L’ouvrage est un fixup de trois textes dont les deux premiers, Je t’attends et Je viens vers toi forment une seule et même histoire et se répondent, lorsque le troisième, Ceux qui vont vers le futur, est indépendant. L’ensemble n’est lié que par une idée génératrice d’aventures extraordinaires qui est que voyager à la vitesse de la lumière permet de voyager dans le temps, vers le futur. Je vais immédiatement doucher tes espoirs, cher lecteur à la physique aiguisée, Kim Bo-Young n’officie pas dans le registre de la hard-SF vertigineuse mais est adepte d’une licence poétique qui tend à la nonchalance à l’endroit des sciences. Dans Je t’attends, par exemple, le narrateur voyage à la vitesse de la lumière au sein du système solaire propulsé par une simple voile solaire. Les écarts à la crédibilité scientifique sont si importants que l’autrice prend soin de signaler en notes de bas de page que si les choses ne sont pas ainsi dans notre réalité, elles le sont dans l’univers alternatif qu’elle imagine. Acceptons les termes, et refermons la parenthèse. Les mondes imaginaires et les physiques alternatives parfois donnent lieu à de belles histoires.

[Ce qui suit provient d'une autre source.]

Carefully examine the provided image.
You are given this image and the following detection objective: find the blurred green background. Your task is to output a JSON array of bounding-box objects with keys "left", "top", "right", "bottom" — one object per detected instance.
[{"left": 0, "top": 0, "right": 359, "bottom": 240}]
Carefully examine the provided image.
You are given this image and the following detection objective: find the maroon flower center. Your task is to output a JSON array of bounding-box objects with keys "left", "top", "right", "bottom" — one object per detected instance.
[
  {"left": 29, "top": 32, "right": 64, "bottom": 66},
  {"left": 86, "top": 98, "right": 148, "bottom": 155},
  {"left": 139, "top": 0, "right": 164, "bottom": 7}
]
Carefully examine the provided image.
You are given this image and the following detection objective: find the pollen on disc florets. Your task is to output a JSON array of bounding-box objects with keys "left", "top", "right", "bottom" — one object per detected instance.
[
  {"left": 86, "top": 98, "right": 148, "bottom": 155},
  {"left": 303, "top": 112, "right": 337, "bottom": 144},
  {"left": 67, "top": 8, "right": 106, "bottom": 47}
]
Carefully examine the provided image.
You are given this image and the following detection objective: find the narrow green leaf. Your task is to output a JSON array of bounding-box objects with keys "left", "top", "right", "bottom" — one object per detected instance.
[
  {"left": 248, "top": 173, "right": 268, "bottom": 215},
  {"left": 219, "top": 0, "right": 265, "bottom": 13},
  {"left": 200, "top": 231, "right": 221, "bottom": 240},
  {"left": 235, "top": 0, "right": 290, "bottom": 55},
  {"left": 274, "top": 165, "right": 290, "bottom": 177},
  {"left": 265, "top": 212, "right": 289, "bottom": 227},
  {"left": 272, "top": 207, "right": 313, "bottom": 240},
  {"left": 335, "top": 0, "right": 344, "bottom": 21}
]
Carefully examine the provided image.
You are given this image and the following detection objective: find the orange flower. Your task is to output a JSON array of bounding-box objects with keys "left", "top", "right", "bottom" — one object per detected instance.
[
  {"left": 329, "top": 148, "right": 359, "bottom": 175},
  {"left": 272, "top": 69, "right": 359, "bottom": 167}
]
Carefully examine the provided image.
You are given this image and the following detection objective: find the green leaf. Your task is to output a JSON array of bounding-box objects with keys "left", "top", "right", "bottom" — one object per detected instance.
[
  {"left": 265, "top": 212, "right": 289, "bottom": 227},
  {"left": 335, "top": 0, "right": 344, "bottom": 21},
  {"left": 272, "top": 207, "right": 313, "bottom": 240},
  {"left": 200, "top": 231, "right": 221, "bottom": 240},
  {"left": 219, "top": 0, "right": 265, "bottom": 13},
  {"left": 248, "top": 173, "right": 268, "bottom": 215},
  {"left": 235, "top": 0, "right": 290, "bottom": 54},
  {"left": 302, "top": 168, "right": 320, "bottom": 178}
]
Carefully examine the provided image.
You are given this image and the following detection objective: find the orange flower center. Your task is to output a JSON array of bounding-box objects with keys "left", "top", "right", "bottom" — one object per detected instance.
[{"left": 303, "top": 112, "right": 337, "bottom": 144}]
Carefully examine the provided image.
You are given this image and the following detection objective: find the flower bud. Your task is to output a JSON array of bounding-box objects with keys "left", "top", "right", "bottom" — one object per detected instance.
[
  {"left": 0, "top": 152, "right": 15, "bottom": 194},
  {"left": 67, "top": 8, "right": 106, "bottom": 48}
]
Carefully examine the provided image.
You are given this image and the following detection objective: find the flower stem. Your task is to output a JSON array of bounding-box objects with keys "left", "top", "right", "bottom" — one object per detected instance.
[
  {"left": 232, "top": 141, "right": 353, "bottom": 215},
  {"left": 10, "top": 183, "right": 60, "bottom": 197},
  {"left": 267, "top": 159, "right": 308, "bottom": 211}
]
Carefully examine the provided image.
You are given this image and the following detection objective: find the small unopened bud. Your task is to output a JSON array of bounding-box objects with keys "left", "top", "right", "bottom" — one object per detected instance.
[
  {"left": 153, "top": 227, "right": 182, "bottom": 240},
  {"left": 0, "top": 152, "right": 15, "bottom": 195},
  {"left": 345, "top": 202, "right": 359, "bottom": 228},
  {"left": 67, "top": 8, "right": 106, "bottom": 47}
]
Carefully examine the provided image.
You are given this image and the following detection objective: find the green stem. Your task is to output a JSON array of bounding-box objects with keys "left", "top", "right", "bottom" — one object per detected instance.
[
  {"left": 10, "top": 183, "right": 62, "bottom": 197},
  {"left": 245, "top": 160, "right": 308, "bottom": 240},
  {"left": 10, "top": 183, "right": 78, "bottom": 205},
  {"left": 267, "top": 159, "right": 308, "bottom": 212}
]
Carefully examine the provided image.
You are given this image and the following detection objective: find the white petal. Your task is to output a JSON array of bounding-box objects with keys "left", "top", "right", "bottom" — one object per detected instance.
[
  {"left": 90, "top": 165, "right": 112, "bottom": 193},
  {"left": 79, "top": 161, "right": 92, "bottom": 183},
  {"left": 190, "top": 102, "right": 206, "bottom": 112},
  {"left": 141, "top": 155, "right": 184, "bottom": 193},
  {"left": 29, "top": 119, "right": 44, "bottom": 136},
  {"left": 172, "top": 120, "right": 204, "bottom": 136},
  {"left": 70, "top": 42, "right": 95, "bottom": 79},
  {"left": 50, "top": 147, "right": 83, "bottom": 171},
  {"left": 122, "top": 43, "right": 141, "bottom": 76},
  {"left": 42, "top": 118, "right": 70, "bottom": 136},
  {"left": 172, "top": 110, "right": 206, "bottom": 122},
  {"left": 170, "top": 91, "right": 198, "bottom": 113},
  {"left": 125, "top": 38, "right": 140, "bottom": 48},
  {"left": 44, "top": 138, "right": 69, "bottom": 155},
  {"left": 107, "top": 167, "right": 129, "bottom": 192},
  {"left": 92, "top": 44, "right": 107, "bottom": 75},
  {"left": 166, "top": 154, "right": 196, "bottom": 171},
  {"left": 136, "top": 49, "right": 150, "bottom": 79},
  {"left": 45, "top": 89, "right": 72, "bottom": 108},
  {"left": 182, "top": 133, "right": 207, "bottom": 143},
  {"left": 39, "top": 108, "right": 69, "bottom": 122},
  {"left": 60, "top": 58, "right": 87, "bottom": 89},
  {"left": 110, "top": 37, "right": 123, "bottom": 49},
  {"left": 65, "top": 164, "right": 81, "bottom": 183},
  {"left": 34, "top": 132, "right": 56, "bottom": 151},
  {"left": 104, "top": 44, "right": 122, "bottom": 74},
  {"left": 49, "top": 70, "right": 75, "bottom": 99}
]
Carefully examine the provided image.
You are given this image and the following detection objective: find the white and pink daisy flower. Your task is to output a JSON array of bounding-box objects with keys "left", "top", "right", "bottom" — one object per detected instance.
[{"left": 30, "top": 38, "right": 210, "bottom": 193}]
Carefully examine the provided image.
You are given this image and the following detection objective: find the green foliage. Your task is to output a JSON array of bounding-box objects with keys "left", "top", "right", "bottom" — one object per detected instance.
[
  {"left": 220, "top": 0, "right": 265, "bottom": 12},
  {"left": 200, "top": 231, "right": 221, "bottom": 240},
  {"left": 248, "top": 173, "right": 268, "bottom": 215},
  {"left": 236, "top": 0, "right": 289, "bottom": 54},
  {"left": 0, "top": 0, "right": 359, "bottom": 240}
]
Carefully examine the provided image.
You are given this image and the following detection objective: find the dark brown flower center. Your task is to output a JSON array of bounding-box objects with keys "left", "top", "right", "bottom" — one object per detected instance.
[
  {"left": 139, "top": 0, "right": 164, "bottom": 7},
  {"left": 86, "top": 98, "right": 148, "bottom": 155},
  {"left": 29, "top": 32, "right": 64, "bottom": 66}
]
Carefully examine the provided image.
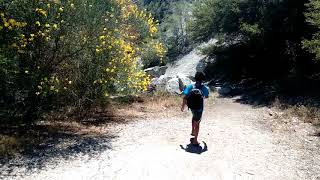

L’Odyssée des étoiles donne-t-elle à lire de belles histoires ? C’est là que ça coince un peu. Car si, oui, les histoires sont belles, elles sont aussi un peu faciles et surtout déjà lues maintes fois à une tout autre époque, celle de l’âge d’or de la science-fiction américaine. En voulant nous faire voyager vers le futur, Kim Bo-Young offre aux lecteurs biberonnés à la SF anglosaxonne un voyage vers le passé du genre littéraire.

Je t’attends et Je viens vers toi prennent la forme du roman épistolaire. Deux jeunes gens veulent se marier mais il habite la Terre et elle Alpha du Centaure. Le temps du voyage étant ce qu’il est, ils vont synchroniser leurs montres et pendant qu’elle se dirigera vers la planète bleue, lui profitera du décalage relativiste et fera un petit tour de deux mois dans le système solaire à la vitesse de la lumière afin de ne pas avoir à s’impatienter dans l’attente. Les choses ne se passent pas comme prévu et les deux amoureux ne feront que se croiser à quelques années près, tenter de se rejoindre et se rater encore. Pendant ce temps les siècles passent et la planète change, meurt, renait, etc. Je t’attends est son récit à lui, par les lettres manuscrites qu’il lui écrit, et Je viens vers toi est son récit à elle par le même moyen. L’idée est sympathique au départ et fonctionne plutôt bien, tant qu’on ferme les yeux, mais rapidement s’essouffle et à moins de penser qu’ils sont les deux êtres les plus malchanceux de l’univers, on arrive à se dire qu’ils sont complètement idiots. (Sans même évoquer les aberrations scientifiques car on a accepté de signer une décharge suspensive d’incrédulité qu’il, soyons honnêtes, devient de plus en plus difficile à honorer à mesure que les pages se tournent. Je referme encore une fois la parenthèse.). À la fin, c’est l’amour qui gagne car l’amour est éternel.

Ceux qui vont vers le futur reprend l’idée du voyage à la vitesse de la lumière et propose quatre récits qui décrivent les aventures d’un enfant né au milieu des étoiles (il pourrait s’agir du fils de nos deux amoureux, mais rien ne l’indique dans le texte) et qui devient un voyageur du temps. Il saute les siècles et les millénaires, intervenant sporadiquement tel un dieu dans l’histoire des civilisations humaines qui se succèdent sur Terre, à la poursuite de son but ultime qui est d’atteindre le bout de l’univers. Si le texte propose quelques belles images qui pourraient susciter le vertige, l’effet est contrecarré par le fait qu’on a déjà lu tout ça, autant chez Jack Vance que chez Poul Anderson.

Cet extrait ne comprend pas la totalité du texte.